For most of the next 20 years, the Black workers of Mine Mill would struggle against racism and capital in a singular push for racial equality and the emancipation of labor, neither of which could exist without the other. And while they would ultimately lose their fight — overwhelmed by the steel industry, its red-baiting in Washington and its own private army of racist vigilantes — the spirit of Mine Mill would live on and not just through the civil rights movement.
In the early 1970s, for example, a grass-roots workers organization called the Public Employees Organizing Committee strove to unionize Birmingham’s predominantly Black hospital and nursing home employees.
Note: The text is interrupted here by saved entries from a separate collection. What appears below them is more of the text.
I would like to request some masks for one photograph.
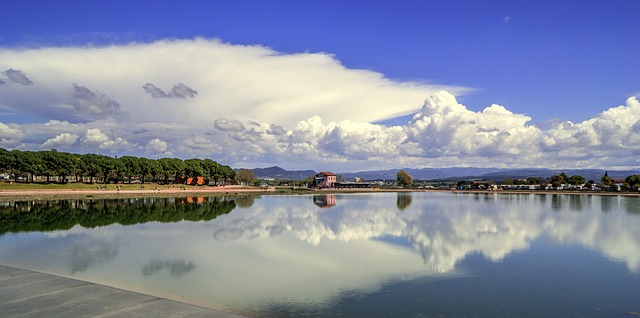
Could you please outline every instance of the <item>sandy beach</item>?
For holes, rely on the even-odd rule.
[[[0,200],[53,200],[76,198],[130,198],[130,197],[176,197],[176,196],[207,196],[231,194],[269,194],[275,188],[256,188],[244,186],[225,187],[162,187],[149,186],[135,190],[118,190],[115,185],[106,189],[29,189],[29,190],[0,190]]]

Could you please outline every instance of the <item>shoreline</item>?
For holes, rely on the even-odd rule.
[[[0,200],[56,200],[56,199],[116,199],[182,197],[202,195],[273,194],[275,188],[253,188],[243,186],[226,187],[158,187],[157,189],[7,189],[0,190]]]
[[[117,199],[218,195],[304,195],[340,193],[408,193],[450,192],[457,194],[569,194],[599,196],[640,196],[640,192],[571,191],[571,190],[449,190],[449,189],[305,189],[293,187],[158,187],[156,189],[5,189],[0,190],[0,201],[63,200],[63,199]]]
[[[288,192],[283,192],[286,190]],[[225,196],[225,195],[329,195],[329,194],[352,194],[352,193],[451,193],[451,194],[463,194],[463,195],[482,195],[491,196],[492,198],[497,195],[586,195],[586,196],[640,196],[638,192],[604,192],[604,191],[547,191],[547,190],[450,190],[450,189],[300,189],[295,188],[256,188],[256,187],[242,187],[242,186],[226,186],[226,187],[194,187],[182,189],[180,187],[164,187],[156,189],[130,189],[130,190],[115,190],[115,189],[22,189],[22,190],[0,190],[0,201],[32,201],[32,200],[75,200],[75,199],[117,199],[117,198],[157,198],[157,197],[184,197],[184,196]],[[452,198],[455,196],[452,196]],[[6,265],[5,265],[6,266]],[[16,268],[24,268],[11,265]],[[55,274],[53,274],[55,275]],[[60,276],[65,277],[65,276]],[[71,277],[67,277],[73,279]],[[88,280],[81,280],[84,282],[90,282]],[[193,305],[196,307],[202,307],[211,311],[217,312],[221,317],[250,317],[247,313],[242,311],[233,310],[231,308],[214,307],[206,304],[199,304],[197,302],[190,302],[187,300],[175,299],[159,294],[154,294],[145,291],[134,290],[126,288],[125,286],[104,284],[100,282],[91,282],[92,284],[106,286],[110,288],[117,288],[123,291],[132,292],[136,294],[148,295],[151,297],[158,297],[169,301],[176,301],[185,305]]]

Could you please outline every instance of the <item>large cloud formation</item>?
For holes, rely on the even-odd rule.
[[[436,90],[464,90],[347,69],[325,53],[282,54],[208,39],[0,49],[0,69],[19,69],[37,79],[29,94],[20,85],[2,85],[0,103],[41,120],[75,119],[61,114],[73,83],[113,97],[123,117],[191,125],[232,117],[293,126],[318,114],[368,122],[408,114]],[[18,78],[16,72],[5,73]]]
[[[468,109],[455,97],[466,88],[208,39],[0,49],[0,69],[0,146],[9,149],[336,171],[640,164],[635,97],[545,130],[501,105]],[[374,124],[407,114],[404,125]]]

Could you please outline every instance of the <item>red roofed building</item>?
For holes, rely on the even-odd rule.
[[[333,184],[337,181],[338,177],[329,171],[324,171],[316,174],[315,176],[315,185],[318,188],[329,188],[333,187]]]

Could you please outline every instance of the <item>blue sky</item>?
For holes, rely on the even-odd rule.
[[[640,95],[639,9],[631,0],[9,2],[0,11],[0,146],[338,171],[637,167],[637,100],[628,99]],[[134,51],[158,63],[138,62]],[[96,61],[123,70],[93,71]],[[173,67],[161,72],[163,64]],[[229,65],[237,67],[221,71]],[[228,80],[212,79],[218,71]],[[153,86],[143,91],[145,84]],[[178,94],[168,94],[178,84]],[[242,92],[231,96],[224,85]],[[440,90],[454,100],[425,104]],[[152,118],[135,109],[160,99]],[[198,103],[193,118],[176,120],[180,112],[170,109],[186,103]],[[484,116],[493,104],[513,116]],[[602,117],[619,106],[607,116],[621,121]],[[438,126],[442,111],[451,116]],[[412,119],[416,114],[423,117]],[[605,119],[625,134],[604,131]],[[488,124],[454,131],[461,127],[455,120]],[[493,120],[506,123],[493,127]],[[189,122],[200,131],[186,132],[181,125]],[[163,135],[162,124],[175,125],[179,137]],[[125,129],[133,125],[143,128]],[[312,136],[317,140],[304,140]],[[225,151],[230,147],[235,151]],[[389,147],[400,157],[376,155]],[[318,155],[329,149],[332,155]]]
The work of the committee, notes the historian Robert W. Widell, Jr. in “Birmingham and the Long Black Freedom Struggle,” “emphasized cross-racial solidarity” and “placed struggles over the workplace at the center of an expansive freedom agenda.”
Whatever its outcome, the Amazon unionization drive in Bessemer is part of this history, and its organizers are working in the tradition of what the historian Robert Korstad called the “civil rights unionism” of Black workers combining “class consciousness with race solidarity.” If it is these workers who, among so many others, stand a real chance of unionizing Amazon, then you could say that they owe it, in part, to their heritage.
As for all of us outside Alabama? We should remember that the political character of the South is more than its shading on an Electoral College map; that the entire region is home to a rich history of resistance against the twin forces of race hierarchy and class exploitation; and that a more just and equitable future may well depend on how much we take those histories to heart and build on them from there.
I swear I’m not just linking to this because Widell is about to become my department chair and thus have to deal with all the hate mail I engender from fascists.
In any case, I don’t know why Jamelle is doing all this work. I thought the key to a long tenure at the Times is to make up conversations with cab drivers who happen to share your views on globalization, go to Denver on Times money to get baked out of your mind, or become a mark for a Southeast Asian grifter taking your advantage of your desire to be a white savior for sex slaves and then never even acknowledge the point.